Тем не менее, несмотря на еже­днев­ные выезды и массу денег, потра­чен­ных на покупку наря­дов, о жени­хах для сестры было не слышно.

– И куда они запро­па­сти­лись! – роп­тала матушка. – Вот гово­рили: в Москве женихи! женихи в Москве! а на поверку выхо­дит пшик – только и всего. Целую про­рву день­жищ зря раз­бро­сали, лоша­дей, ездивши по мага­зи­нам, изму­чили, и хоть бы те один!

Матушка, впро­чем, уже дога­ды­ва­лась, что в Москве не путем выез­дов добы­ва­ются женихи и что суще­ствуют дру­гие дороги, не столь бле­стя­щие, но более вер­ные. В ско­ром вре­мени она и при­бегла к этим путям, но с этим пред­ме­том я пред­по­чи­таю подроб­нее позна­ко­мить чита­теля в сле­ду­ю­щей главе.

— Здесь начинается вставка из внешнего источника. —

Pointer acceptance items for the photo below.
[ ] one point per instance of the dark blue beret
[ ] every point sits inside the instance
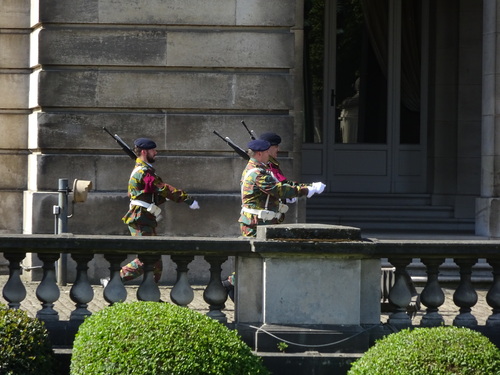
(259, 145)
(144, 143)
(273, 138)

Матушка зва­ных вече­ров не давала, ссы­ла­ясь на тес­ноту поме­ще­ния. Да и дей­стви­тельно было бы странно видеть тан­цу­ю­щие пары в мини­а­тюр­ной квар­тирке, в кото­рой и «свои» едва раз­ме­ща­лись. Впро­чем, одна­жды она рас­щед­ри­лась и дала, как гово­рится, пир на весь мир. В эту зиму нам слу­чайно попа­лась квар­тира с довольно про­стор­ной залой, и дядя вос­поль­зо­вался этим, чтобы уго­во­рить матушку пове­се­лить дочь. Зате­яли бал. Мебель ссу­дил дядя из своей квар­тиры, посуду напро­кат взяли, позвали кух­ми­стера Гари­хму­сова, наку­пили кон­фект, фрук­тов и разо­слали при­гла­ше­ния. Бал вышел на славу. При­е­хало целых четыре штат­ских гене­рала, кото­рых и уса­дили вме­сте за карты (гово­рили, что они так вчет­ве­ром и ездили по домам на балы); дядя при­гла­сил целую кучу моло­дых людей; между тан­цу­ю­щими мельк­нули даже два гвар­дейца, о кото­рых матушка так-таки и не допы­та­лась узнать, кто они таковы. Весе­ли­лись до пяти часов утра, и потом долго-долго вспо­ми­нали об этом бале, при­уро­чи­вая к нему раз­ные семей­ные события.

Вос­крес­ные и празд­нич­ные дни тоже вно­сили неко­то­рое раз­но­об­ра­зие в жизнь нашей семьи. В эти дни матушка с сест­рой выез­жали к обедне, а нака­нуне боль­ших празд­ни­ков и ко все­нощ­ной, и непре­менно в одну из мод­ных мос­ков­ских церквей.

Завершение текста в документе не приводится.